Consequently, to gain exposure to this megatrend in the Close Tactical Select Passive (TSP) Fund range, we invested in L&G’s Cyber Security UCITS ETF (Exchange Traded Fund). This ETF offers intra-day liquidity and full physical replication of the ISE Cyber Security Net Total Return Index – a benchmark of ~50 companies which meet its criteria for inclusion:

  • Minimum 10% revenue from cyber security
  • Minimum free-float adjusted market cap of $100m
  • 3-month average daily traded value (ADTV) of >$1m and 5-day rolling ADTV over last 60 days of >$750k

As a thematic play, this ETF delivers targeted exposure – with the median revenue from cyber security related activities of around 80% – and a minimal constituent overlap of around 1% with the S&P 500 Index and the MSCI World Index. It also invests across the market cap spectrum with approximately one third each in large-, mid- and small-cap companies, while accessing promising technologies as well as tried-and-tested cyber security methods from countries including the US, South Korea and Israel. With a Total Expense Ratio (TER) of 0.75%, accessing this specialist investment theme may be more expensive than the average ETF, but we anticipate it will be a worthwhile addition to the TSP fund range.
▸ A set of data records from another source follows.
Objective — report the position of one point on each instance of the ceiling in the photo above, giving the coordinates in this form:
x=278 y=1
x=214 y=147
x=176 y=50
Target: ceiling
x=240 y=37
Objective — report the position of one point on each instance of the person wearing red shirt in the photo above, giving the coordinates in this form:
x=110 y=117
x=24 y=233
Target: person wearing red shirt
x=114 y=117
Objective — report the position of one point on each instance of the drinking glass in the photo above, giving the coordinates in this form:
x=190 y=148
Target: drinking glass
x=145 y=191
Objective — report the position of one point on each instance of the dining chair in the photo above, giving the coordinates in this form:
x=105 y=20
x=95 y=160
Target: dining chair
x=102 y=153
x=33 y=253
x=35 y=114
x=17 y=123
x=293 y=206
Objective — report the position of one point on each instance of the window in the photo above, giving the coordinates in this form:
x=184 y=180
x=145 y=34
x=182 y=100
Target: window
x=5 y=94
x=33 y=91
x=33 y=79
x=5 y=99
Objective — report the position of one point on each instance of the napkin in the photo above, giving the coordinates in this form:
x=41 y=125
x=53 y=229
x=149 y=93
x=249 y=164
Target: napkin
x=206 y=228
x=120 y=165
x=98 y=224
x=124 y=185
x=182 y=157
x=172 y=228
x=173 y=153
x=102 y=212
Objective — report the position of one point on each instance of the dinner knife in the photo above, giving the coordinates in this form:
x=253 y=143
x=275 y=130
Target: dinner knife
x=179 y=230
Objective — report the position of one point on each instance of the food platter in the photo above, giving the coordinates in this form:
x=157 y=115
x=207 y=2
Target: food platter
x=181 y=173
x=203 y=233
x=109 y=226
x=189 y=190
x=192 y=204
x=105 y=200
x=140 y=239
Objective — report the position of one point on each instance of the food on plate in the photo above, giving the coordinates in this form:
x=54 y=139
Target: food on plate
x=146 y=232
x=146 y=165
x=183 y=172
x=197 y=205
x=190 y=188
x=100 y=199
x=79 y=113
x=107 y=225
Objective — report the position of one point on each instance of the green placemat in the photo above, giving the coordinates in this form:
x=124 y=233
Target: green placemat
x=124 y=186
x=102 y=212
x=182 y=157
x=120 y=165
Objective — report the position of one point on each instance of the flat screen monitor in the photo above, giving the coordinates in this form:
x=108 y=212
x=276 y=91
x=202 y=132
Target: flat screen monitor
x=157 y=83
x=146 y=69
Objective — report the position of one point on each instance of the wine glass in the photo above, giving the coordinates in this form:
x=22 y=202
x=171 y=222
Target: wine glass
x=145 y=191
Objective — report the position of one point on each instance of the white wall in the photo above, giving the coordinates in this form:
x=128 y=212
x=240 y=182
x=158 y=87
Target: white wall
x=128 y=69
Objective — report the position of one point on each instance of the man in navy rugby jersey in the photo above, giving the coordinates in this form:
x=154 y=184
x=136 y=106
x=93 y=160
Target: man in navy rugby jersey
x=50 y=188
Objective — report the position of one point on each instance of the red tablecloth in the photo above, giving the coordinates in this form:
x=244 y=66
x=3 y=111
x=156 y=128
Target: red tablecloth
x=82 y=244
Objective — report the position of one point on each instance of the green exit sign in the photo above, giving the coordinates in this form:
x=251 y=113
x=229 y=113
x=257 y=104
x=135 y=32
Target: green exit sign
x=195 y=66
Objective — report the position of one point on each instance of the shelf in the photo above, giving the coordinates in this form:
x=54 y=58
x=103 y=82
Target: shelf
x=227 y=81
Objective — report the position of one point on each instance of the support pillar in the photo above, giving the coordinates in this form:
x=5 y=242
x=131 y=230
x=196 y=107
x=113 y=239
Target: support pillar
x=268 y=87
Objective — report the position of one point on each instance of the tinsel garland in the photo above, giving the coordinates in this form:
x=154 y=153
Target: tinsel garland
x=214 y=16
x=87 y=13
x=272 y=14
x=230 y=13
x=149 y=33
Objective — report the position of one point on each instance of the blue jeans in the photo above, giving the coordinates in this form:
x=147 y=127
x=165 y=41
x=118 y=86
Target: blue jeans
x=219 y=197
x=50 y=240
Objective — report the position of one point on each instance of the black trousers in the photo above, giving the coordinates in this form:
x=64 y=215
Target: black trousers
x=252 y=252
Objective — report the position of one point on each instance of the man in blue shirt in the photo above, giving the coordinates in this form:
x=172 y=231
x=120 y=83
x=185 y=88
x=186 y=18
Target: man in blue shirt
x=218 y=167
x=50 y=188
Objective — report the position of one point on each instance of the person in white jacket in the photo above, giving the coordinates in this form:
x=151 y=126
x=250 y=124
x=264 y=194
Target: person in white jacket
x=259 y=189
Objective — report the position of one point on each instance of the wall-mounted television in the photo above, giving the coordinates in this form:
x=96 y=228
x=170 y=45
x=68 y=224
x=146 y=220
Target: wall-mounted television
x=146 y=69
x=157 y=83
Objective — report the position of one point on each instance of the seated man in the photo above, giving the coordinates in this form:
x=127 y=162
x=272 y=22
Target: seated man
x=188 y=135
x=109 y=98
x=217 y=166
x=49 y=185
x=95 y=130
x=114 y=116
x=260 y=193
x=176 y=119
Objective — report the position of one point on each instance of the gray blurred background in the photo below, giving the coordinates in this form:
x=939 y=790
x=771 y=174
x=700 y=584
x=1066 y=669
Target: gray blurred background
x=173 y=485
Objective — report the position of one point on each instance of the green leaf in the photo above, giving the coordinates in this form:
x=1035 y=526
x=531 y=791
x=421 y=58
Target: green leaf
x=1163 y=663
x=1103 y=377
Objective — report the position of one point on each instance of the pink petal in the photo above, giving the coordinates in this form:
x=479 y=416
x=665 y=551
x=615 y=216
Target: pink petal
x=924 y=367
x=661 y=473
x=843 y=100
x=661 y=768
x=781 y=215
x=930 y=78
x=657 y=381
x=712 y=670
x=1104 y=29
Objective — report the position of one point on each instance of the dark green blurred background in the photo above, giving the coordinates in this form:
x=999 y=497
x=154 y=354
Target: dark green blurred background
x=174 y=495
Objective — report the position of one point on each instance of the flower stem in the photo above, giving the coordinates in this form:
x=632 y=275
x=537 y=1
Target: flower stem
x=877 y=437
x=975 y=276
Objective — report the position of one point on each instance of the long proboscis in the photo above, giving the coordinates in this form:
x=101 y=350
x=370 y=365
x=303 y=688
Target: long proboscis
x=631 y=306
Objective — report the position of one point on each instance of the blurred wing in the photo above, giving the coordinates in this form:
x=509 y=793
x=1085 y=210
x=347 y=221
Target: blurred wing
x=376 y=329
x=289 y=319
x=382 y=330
Technological innovations are opening up incredible opportunities for humankind to develop in unexpected ways. However, with greater dependency on technology comes increased vulnerability. Making our lives more secure will bear cost and demand expertise for us to adapt. As the arms race between criminals and security specialists accelerates, at Close Brothers Asset Management we are looking to identify the winners of this megatrend by investing in companies which aim to protect us.

Explore the Close Tactical Select Passive Funds


1 Includes weekly threat reports and an annual review, with up-to-date information
2 2019 Annual Review
3Legal & General Investment Management: Cyber Security, L&G Cyber Security UCITS ETF
5IHS Markit, quoted by Legal & General Investment Management: Cyber Security, L&G Cyber Security UCITS ETF

Important information

This article is only intended for use by UK investment professionals and should not be distributed to or relied upon by retail clients.  The value of investments will go up and down and clients may get back less money than they invested. The information contained in this document is believed to be correct but cannot be guaranteed. Opinions constitute our judgment as at the date shown and are subject to change without notice. This document is not intended as an offer or solicitation to buy or sell securities, nor does it constitute a personal recommendation.